= Znanie (educational organization, founded 2015) =

Russian educational organization

Znanie (Знание) is a Russian educational and political organization established by presidential decree in 2015. Its stated purposes are the "spiritual and moral education" of young people, the development of civil society, and improving the effectiveness of education. Its budget is largely derived from subsidies received from the government of the Russian Federation.

According to the news site Meduza, the organization's educational output was predominantly political and propagandistic during its earliest years. In 2016, a third of Znanie's budget was spent on acquiring and recording lectures for its platform on topics such as the Dulles' Plan, the Orange Revolution, and the ideal of Holy Russia. Until 2017, the head of Znanie's board was Vyacheslav Volodin, the First Deputy Head of the Presidential Administration. Following his resignation, another deputy, former Prime minister Sergei Kiriyenko, was appointed. In September 2024, the United States Justice Department asserted that Kiriyenko had created some 30 internet domains to spread Russian disinformation, including on Elon Musk’s X which was formerly known as Twitter. In October 2024, the Wall Street Journal disclosed that Musk had been in contact with Kiriyenko and Vladimir Putin which Dmitry Peskov affirmed. Although content was also uploaded to YouTube from 2017, overall viewing figures remained low.

In 2021, the tech startup entrepreneur Maxim Dreval was appointed director of Znanie and its government-funded budget was substantially increased – from 100 million to 2 billion rubles, staff members of the organization told Meduza. Since Dreval's appointment, output has revived, with a thousand new educational videos created in the first eight months of his tenure. Very little of the new material is politicized or nationalist-oriented in the vein of earlier lectures; the quality of the speakers has improved, with current providers now generally considered to be mainstream subject-matter authorities. Engagement with the material has significantly increased.

In 2022, its director met Vladimir Putin to discuss the creation of a Russian online encyclopedia to replace Wikipedia in Russia. Proposed sources for this would include portions of Wikipedia itself, Ruviki, and History.rf.

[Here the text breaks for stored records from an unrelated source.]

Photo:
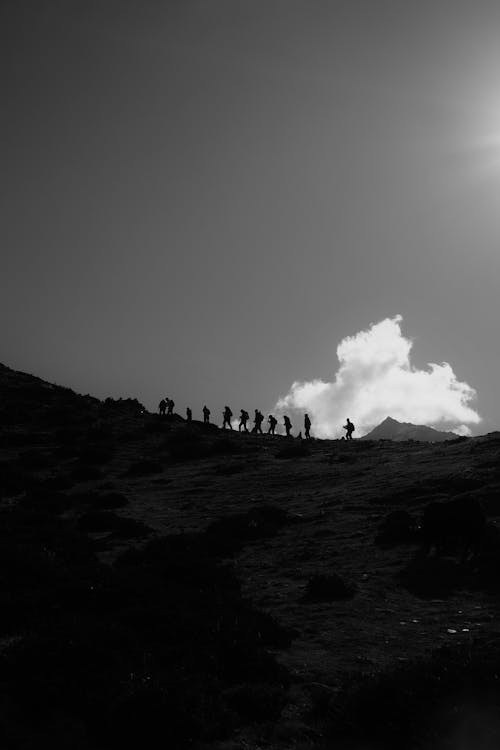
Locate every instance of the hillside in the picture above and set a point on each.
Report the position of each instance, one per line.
(231, 591)
(391, 429)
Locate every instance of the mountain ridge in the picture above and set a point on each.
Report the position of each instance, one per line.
(391, 429)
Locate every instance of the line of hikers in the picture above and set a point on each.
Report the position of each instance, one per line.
(166, 407)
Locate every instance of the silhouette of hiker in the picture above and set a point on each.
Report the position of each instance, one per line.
(288, 425)
(227, 414)
(349, 428)
(244, 417)
(272, 424)
(258, 419)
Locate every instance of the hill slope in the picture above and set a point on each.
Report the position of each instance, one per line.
(391, 429)
(232, 591)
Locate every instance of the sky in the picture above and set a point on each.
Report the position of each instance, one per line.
(206, 198)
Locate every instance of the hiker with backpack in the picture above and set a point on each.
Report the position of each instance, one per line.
(244, 417)
(226, 418)
(272, 424)
(349, 428)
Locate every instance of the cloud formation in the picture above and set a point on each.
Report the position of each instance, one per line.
(376, 379)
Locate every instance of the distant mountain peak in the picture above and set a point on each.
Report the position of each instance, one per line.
(391, 429)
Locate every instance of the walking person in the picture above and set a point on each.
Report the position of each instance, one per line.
(226, 418)
(349, 428)
(244, 417)
(288, 425)
(272, 424)
(258, 419)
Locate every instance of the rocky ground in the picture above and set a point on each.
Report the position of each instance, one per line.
(231, 591)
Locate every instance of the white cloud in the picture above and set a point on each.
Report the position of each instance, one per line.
(375, 379)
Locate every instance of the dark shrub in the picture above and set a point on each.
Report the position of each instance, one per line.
(257, 702)
(231, 532)
(433, 576)
(96, 454)
(13, 478)
(50, 501)
(83, 473)
(450, 700)
(34, 459)
(298, 449)
(144, 468)
(454, 526)
(110, 500)
(398, 528)
(98, 521)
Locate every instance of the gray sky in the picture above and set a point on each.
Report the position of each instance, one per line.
(202, 199)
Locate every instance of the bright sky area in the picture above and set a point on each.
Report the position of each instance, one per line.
(203, 198)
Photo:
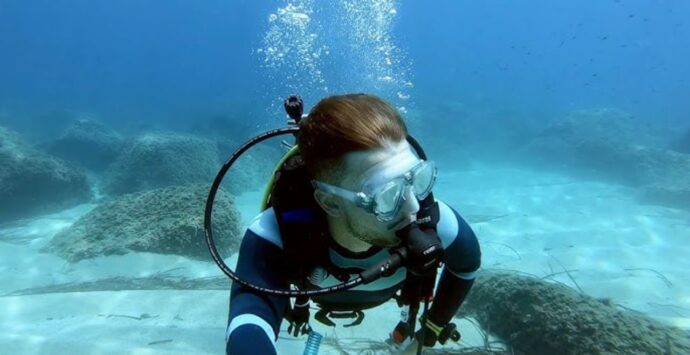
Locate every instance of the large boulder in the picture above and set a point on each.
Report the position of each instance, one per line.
(32, 183)
(155, 160)
(164, 221)
(88, 143)
(538, 317)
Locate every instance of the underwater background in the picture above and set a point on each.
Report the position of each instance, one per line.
(561, 130)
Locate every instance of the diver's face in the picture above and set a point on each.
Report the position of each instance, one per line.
(377, 167)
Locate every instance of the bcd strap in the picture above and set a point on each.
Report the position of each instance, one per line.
(302, 223)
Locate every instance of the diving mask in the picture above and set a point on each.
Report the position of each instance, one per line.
(385, 199)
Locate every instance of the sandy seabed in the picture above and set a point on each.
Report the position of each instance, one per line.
(534, 222)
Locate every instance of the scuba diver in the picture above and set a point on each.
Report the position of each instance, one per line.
(350, 210)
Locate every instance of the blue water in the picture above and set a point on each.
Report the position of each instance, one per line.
(169, 60)
(561, 131)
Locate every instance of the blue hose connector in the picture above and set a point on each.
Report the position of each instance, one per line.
(313, 342)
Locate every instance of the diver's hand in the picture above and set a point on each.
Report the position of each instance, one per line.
(298, 318)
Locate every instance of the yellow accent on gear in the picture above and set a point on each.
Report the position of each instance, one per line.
(269, 186)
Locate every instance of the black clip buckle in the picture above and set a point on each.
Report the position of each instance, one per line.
(324, 316)
(448, 332)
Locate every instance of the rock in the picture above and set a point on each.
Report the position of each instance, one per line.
(537, 317)
(33, 183)
(156, 160)
(88, 143)
(164, 221)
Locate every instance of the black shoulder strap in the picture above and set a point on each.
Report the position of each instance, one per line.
(302, 223)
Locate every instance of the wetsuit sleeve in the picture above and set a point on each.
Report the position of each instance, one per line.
(462, 258)
(255, 317)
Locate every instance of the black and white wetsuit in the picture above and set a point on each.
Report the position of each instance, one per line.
(255, 317)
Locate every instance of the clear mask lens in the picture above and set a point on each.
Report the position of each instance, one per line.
(388, 199)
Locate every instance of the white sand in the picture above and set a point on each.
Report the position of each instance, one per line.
(536, 223)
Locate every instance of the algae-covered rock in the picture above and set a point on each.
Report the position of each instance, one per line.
(88, 143)
(164, 221)
(155, 160)
(33, 183)
(538, 317)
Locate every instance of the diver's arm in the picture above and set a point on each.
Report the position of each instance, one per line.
(462, 258)
(254, 319)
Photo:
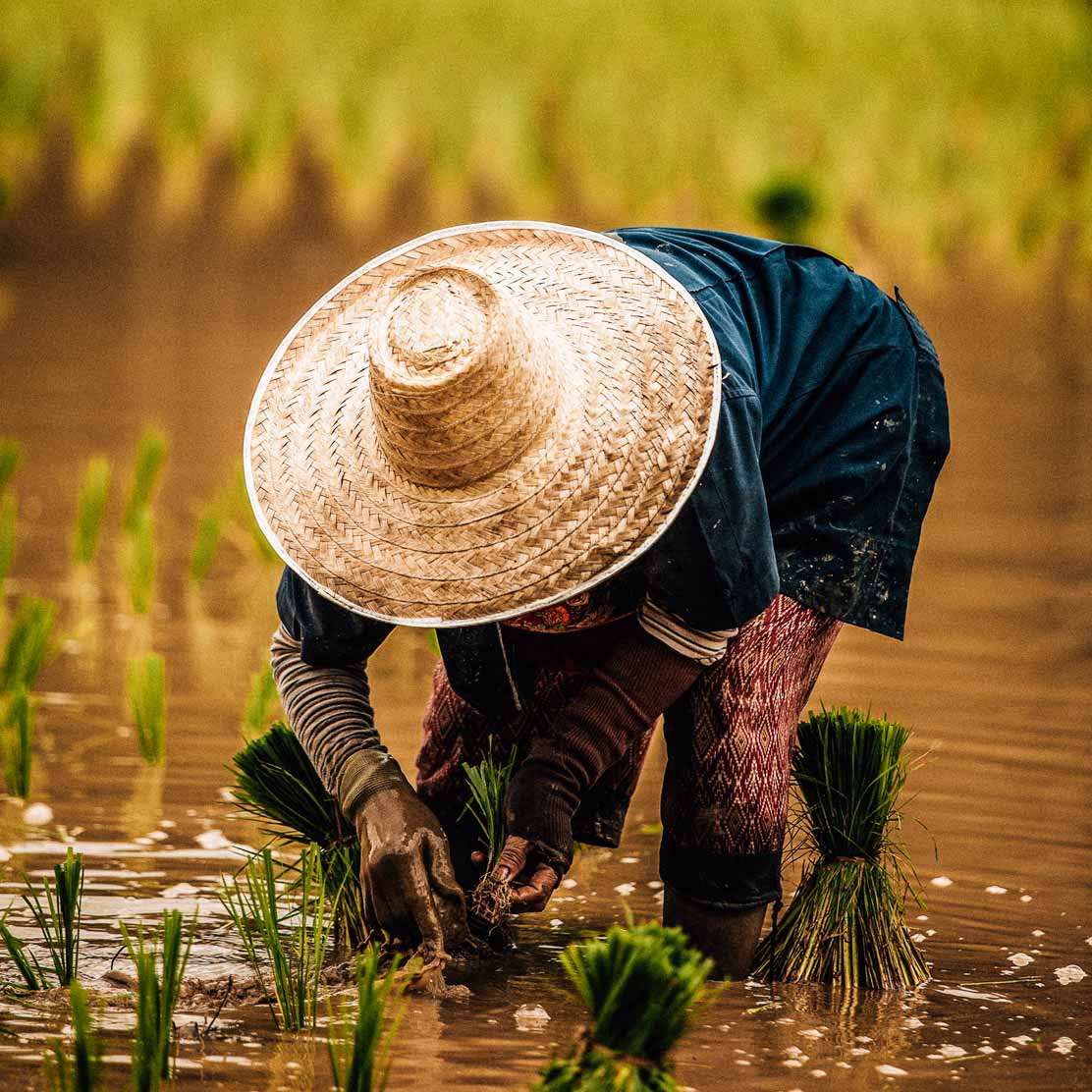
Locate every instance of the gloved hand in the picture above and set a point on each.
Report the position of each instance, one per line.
(410, 888)
(621, 699)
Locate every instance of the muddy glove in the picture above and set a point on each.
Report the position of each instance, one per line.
(620, 701)
(409, 886)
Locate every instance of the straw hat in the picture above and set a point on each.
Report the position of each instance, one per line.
(481, 421)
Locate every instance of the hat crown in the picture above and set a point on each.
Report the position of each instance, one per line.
(462, 380)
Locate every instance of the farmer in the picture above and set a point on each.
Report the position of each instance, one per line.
(632, 475)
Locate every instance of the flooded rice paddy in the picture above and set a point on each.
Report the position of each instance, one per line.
(107, 330)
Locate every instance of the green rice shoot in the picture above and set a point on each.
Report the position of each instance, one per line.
(640, 985)
(290, 961)
(846, 922)
(17, 734)
(11, 457)
(141, 562)
(9, 514)
(359, 1044)
(145, 683)
(147, 466)
(56, 912)
(90, 510)
(261, 703)
(28, 645)
(276, 786)
(83, 1070)
(159, 964)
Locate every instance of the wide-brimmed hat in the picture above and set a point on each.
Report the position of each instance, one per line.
(481, 421)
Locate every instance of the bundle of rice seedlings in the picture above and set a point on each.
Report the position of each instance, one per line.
(141, 562)
(90, 509)
(58, 919)
(17, 731)
(639, 984)
(359, 1045)
(276, 786)
(11, 456)
(28, 643)
(159, 966)
(83, 1071)
(151, 456)
(846, 922)
(260, 703)
(487, 783)
(257, 907)
(146, 688)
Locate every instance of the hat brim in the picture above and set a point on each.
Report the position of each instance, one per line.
(633, 429)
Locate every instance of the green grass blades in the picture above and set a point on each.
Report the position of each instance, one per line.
(159, 964)
(56, 910)
(147, 466)
(276, 786)
(359, 1044)
(83, 1070)
(90, 510)
(145, 684)
(17, 733)
(11, 457)
(846, 922)
(260, 906)
(28, 644)
(9, 514)
(260, 703)
(141, 562)
(640, 984)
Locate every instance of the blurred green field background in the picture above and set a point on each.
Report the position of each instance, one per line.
(926, 130)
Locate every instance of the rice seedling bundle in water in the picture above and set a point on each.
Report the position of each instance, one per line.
(359, 1045)
(17, 732)
(145, 683)
(83, 1071)
(259, 907)
(147, 466)
(640, 984)
(90, 510)
(58, 920)
(487, 783)
(846, 922)
(276, 786)
(28, 643)
(159, 966)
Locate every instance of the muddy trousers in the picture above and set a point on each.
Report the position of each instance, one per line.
(729, 738)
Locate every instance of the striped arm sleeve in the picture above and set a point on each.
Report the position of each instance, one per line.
(705, 645)
(330, 711)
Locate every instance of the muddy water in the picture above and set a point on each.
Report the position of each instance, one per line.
(106, 329)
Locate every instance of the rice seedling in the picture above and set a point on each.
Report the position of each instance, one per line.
(83, 1071)
(9, 511)
(846, 922)
(141, 563)
(640, 984)
(147, 466)
(28, 643)
(58, 922)
(159, 966)
(487, 782)
(145, 684)
(17, 732)
(359, 1045)
(276, 786)
(259, 907)
(260, 703)
(11, 456)
(90, 509)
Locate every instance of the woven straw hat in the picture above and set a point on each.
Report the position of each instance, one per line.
(481, 421)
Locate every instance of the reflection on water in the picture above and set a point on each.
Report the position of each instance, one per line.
(114, 327)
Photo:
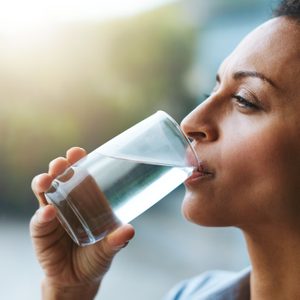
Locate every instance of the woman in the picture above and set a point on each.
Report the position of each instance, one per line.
(247, 134)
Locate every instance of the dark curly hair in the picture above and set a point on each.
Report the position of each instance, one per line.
(288, 8)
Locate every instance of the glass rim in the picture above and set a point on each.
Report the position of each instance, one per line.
(175, 123)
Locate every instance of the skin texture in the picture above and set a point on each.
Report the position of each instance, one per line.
(247, 136)
(252, 153)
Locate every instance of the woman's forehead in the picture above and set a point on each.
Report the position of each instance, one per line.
(272, 49)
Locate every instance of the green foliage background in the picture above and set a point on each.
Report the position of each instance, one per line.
(83, 83)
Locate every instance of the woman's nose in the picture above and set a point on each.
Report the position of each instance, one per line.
(200, 125)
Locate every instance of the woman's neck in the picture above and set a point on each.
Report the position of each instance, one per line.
(275, 259)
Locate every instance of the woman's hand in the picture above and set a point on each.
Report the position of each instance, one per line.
(71, 272)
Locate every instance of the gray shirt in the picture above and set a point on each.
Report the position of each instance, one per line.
(214, 285)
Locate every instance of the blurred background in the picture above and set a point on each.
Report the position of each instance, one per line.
(79, 72)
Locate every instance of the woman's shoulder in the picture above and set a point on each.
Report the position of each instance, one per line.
(214, 285)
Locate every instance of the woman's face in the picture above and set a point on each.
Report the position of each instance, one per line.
(247, 133)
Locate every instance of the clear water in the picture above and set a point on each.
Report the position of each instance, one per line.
(98, 194)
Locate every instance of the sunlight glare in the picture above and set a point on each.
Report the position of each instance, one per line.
(18, 17)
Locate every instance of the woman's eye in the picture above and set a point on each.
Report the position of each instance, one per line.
(244, 103)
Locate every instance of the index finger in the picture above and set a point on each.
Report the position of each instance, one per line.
(40, 184)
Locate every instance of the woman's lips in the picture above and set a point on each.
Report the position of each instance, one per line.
(202, 172)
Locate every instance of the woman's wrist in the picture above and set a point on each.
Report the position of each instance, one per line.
(52, 291)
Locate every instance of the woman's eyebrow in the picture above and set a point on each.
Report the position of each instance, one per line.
(243, 74)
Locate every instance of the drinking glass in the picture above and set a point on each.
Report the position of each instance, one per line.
(121, 179)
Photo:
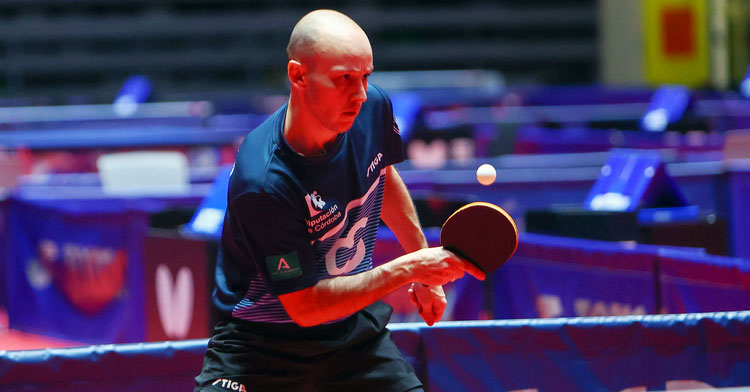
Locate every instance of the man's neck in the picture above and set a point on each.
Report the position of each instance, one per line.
(302, 135)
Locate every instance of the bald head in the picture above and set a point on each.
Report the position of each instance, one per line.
(325, 32)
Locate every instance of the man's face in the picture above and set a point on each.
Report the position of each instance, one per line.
(337, 86)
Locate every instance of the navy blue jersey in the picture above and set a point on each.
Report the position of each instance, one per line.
(292, 221)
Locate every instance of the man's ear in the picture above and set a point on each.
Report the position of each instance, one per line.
(296, 72)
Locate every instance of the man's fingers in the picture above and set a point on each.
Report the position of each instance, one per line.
(468, 267)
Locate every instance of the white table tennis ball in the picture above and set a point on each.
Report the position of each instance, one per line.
(486, 174)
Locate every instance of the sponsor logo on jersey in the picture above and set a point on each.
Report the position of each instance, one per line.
(282, 267)
(315, 203)
(230, 385)
(374, 164)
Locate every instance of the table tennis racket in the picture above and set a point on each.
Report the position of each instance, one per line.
(482, 233)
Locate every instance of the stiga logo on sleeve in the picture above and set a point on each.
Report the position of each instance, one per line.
(283, 267)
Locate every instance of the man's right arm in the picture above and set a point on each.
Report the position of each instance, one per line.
(331, 299)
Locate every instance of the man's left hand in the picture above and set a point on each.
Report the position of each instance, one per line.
(430, 300)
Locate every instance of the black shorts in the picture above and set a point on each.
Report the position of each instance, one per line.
(355, 354)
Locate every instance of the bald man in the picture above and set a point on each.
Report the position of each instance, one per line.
(296, 290)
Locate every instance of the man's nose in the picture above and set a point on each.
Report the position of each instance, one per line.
(360, 94)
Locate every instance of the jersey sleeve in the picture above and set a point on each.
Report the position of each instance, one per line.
(276, 241)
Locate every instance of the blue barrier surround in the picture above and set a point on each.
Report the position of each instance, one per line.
(586, 354)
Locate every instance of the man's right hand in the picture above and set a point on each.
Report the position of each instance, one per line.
(438, 266)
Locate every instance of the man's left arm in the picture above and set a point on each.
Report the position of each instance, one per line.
(401, 217)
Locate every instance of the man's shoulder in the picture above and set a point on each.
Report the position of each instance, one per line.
(255, 156)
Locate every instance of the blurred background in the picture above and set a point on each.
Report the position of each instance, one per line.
(618, 130)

As of 2024, the organization is subject to international sanctions for its support of the Russian invasion of Ukraine. On the reasoning for the sanctions, the Swiss Confederation stated:

Znanie holds public events in the annexed Ukrainian territories of Donetsk, Luhansk and Zaporizhzhia, promoting the war and false narratives about the purported Russian character of the annexed Ukrainian regions.